The political signal of the order, which Trump signed just hours after being sworn into office, was clear: Even before the Republican-led Congress acts to repeal the 2010 law, the new administration will move swiftly to unwind as many elements as it can on its own — elements that have changed how 20 million Americans get health coverage and what benefits insurers must offer some of their customers.

But the practical implications of Trump’s action on Friday are harder to decipher. Its language instructs all federal agencies to “waive, defer, grant ­exemptions from or delay” any part of the law that imposes a financial or regulatory burden on those affected by it. That would cover consumers, doctors, hospitals and other providers, as well as insurers and drug companies.

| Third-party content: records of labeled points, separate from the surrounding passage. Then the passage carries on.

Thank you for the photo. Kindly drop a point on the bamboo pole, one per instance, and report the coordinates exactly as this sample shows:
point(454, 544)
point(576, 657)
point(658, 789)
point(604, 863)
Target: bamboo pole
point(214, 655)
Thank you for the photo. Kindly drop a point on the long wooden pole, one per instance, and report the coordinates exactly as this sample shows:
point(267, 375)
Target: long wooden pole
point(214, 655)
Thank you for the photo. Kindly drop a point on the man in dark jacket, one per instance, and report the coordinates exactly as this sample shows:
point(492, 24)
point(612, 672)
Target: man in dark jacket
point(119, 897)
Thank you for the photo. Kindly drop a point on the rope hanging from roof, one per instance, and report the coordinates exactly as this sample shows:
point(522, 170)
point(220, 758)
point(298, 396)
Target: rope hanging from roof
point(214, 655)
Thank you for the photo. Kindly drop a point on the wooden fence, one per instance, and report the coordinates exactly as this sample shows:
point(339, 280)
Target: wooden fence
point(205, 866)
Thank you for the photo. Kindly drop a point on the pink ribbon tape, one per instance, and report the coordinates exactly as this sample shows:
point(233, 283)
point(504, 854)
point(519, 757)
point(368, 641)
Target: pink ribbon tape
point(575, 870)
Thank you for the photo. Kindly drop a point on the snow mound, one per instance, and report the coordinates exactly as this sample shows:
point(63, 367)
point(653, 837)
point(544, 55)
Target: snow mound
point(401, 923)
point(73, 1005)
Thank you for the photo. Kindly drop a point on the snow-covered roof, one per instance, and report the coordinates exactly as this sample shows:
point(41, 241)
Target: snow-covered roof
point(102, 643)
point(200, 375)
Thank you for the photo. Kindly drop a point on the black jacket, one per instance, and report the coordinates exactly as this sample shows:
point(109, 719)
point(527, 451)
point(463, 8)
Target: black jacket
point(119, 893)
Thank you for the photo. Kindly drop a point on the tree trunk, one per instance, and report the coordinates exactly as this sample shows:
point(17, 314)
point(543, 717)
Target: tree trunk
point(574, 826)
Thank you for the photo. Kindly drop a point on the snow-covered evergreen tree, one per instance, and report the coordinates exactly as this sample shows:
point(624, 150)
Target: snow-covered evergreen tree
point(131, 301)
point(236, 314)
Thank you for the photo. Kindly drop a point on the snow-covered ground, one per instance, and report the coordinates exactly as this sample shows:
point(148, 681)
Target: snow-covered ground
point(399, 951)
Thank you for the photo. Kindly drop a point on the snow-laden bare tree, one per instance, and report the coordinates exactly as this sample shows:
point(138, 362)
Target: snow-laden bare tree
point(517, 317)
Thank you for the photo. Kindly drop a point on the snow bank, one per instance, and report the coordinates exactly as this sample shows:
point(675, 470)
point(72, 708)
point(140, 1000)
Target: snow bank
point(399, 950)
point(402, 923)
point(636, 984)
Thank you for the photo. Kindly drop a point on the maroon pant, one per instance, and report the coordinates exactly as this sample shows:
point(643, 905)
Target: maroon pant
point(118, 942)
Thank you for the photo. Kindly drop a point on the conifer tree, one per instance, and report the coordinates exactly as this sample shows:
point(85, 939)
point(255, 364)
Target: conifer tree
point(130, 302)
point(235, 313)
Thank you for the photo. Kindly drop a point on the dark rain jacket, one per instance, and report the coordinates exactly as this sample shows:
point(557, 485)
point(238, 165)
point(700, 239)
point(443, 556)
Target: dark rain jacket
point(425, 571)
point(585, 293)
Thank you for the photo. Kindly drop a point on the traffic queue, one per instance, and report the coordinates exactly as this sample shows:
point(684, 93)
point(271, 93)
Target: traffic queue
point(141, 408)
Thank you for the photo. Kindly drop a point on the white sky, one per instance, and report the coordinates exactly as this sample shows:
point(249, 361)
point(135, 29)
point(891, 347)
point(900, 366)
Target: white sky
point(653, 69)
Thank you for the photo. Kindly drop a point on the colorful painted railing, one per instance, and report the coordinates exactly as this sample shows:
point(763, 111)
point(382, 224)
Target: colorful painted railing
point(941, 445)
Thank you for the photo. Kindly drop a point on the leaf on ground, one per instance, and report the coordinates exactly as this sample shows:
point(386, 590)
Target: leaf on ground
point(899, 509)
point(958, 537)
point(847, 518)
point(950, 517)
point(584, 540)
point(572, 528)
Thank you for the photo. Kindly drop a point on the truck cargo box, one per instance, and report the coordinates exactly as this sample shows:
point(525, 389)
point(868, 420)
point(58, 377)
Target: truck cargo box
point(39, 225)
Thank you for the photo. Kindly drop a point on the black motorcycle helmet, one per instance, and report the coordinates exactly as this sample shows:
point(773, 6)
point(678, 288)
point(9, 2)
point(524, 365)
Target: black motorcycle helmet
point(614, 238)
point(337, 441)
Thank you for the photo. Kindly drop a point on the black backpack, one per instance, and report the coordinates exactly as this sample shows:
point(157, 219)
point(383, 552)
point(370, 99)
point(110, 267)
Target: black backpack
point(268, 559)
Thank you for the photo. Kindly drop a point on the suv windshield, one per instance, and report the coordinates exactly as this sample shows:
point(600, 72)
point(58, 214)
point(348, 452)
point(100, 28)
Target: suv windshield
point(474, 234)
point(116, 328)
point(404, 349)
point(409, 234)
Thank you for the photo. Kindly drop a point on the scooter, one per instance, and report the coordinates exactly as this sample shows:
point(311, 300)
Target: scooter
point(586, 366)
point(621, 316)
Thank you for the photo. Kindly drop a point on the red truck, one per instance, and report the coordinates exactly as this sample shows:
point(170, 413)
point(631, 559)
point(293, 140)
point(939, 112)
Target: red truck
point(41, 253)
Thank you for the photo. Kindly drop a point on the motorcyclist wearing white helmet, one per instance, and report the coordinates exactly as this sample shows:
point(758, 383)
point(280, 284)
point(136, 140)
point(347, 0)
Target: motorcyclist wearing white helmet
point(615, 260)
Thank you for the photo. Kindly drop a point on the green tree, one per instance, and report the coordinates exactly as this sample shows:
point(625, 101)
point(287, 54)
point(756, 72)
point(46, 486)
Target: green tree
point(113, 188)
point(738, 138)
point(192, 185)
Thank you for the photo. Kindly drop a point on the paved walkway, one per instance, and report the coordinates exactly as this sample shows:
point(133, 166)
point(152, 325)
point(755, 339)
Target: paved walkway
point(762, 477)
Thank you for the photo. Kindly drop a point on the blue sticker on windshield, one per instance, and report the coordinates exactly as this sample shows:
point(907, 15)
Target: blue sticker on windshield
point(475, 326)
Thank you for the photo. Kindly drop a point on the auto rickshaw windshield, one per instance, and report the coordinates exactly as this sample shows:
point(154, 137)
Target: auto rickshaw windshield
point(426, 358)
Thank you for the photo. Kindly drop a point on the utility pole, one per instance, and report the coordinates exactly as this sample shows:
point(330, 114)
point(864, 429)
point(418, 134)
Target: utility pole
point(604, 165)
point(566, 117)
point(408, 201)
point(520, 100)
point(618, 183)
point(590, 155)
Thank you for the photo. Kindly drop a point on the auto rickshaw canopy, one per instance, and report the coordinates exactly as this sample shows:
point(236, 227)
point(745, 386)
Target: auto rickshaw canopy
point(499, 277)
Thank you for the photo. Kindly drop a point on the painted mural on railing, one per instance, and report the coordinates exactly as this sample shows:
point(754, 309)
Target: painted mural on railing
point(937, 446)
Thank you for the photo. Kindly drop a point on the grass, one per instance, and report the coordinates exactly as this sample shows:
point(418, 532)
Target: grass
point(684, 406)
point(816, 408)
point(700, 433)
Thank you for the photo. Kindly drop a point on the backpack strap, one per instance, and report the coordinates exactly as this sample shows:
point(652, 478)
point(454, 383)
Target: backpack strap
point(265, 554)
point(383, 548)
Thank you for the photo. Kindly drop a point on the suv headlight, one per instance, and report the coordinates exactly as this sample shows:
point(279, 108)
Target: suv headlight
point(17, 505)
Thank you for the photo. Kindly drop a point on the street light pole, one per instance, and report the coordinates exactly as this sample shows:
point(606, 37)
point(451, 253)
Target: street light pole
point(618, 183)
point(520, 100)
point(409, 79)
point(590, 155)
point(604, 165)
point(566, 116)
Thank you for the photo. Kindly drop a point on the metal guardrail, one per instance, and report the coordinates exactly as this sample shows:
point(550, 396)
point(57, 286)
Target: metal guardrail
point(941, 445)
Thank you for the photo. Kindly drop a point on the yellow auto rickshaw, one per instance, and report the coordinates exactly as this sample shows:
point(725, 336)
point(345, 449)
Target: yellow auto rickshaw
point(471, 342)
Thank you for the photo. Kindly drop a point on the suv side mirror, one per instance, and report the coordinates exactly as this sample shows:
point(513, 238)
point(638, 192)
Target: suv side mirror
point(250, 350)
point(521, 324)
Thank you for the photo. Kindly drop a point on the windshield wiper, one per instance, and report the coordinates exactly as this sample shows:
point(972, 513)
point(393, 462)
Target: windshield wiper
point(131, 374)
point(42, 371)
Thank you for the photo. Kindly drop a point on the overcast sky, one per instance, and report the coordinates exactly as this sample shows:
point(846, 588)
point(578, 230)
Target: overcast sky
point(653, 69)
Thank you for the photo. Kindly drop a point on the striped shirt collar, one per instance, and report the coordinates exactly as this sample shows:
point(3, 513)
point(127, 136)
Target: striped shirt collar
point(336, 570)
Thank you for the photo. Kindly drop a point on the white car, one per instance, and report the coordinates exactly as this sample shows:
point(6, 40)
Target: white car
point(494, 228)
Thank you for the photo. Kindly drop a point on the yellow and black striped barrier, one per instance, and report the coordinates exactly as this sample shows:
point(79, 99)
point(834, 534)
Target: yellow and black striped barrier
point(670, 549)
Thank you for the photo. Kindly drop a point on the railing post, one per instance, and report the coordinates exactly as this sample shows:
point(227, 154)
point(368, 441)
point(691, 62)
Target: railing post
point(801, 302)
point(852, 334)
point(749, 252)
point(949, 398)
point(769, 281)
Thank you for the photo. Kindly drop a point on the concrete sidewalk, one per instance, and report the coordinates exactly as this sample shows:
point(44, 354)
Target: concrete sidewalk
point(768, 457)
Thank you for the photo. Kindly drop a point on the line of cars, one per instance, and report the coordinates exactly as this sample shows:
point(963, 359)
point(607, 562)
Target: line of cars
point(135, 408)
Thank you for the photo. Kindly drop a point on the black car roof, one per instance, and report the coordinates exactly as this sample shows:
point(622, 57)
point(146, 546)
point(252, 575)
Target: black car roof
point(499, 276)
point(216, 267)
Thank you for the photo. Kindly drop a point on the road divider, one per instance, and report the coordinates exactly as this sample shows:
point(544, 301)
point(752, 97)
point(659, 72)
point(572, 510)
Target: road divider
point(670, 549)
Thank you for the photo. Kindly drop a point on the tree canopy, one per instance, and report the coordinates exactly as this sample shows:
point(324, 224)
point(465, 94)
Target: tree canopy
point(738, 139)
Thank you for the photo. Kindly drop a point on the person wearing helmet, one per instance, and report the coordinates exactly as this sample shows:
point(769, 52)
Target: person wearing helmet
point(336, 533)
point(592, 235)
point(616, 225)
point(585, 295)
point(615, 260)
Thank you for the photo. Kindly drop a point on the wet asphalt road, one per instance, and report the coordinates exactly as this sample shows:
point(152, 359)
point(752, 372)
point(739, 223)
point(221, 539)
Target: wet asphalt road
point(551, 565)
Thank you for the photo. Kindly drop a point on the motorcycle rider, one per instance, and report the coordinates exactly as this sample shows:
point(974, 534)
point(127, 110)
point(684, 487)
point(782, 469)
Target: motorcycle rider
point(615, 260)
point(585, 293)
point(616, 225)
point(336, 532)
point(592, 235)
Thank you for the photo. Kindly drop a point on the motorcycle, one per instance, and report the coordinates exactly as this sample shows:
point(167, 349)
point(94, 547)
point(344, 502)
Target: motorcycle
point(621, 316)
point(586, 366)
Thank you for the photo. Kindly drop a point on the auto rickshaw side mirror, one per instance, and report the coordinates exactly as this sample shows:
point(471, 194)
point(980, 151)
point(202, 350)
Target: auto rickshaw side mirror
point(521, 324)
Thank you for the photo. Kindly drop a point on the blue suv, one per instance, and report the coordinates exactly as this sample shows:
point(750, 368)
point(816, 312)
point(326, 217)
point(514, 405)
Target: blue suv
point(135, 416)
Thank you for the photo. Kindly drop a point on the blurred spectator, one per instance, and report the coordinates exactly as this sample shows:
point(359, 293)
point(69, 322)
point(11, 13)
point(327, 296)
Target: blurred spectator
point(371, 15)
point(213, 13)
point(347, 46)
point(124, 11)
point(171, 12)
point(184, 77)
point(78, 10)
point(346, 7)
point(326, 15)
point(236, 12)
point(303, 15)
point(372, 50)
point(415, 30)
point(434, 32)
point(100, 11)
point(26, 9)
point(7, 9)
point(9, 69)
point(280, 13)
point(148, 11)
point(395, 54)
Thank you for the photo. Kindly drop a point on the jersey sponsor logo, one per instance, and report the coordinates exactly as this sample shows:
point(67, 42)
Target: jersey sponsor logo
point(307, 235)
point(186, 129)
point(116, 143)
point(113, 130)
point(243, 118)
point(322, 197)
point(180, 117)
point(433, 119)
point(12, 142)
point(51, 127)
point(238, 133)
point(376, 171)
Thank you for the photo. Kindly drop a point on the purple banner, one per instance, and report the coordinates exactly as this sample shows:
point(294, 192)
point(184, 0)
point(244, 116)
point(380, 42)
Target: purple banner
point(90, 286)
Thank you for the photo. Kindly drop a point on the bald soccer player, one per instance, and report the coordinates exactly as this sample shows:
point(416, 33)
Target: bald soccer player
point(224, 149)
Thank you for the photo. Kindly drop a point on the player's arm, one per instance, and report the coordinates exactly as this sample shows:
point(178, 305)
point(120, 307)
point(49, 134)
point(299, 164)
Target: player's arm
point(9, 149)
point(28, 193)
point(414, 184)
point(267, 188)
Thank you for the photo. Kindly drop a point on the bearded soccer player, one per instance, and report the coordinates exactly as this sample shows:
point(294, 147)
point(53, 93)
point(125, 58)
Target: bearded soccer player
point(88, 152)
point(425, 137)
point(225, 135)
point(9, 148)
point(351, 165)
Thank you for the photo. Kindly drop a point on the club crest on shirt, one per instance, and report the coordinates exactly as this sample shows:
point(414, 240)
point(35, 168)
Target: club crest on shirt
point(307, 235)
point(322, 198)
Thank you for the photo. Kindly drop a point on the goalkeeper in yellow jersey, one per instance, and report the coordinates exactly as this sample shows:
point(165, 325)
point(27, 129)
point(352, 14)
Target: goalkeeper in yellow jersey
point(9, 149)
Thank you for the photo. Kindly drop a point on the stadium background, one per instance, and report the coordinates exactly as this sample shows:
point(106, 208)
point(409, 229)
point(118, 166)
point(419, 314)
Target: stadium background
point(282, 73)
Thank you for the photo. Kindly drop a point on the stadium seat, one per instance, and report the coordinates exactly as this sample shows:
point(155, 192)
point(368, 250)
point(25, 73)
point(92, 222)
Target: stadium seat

The prospect of what could flow from pulling back or eliminating administrative rules — including no longer enforcing the individual mandate, which requires Americans to get coverage or pay an annual penalty, and ending health plans’ “essential benefits” — could affect how many people sign up on the Affordable Care Act marketplaces before open enrollment ends Jan. 31 for 2017 coverage, as well as how many companies decide to participate next year.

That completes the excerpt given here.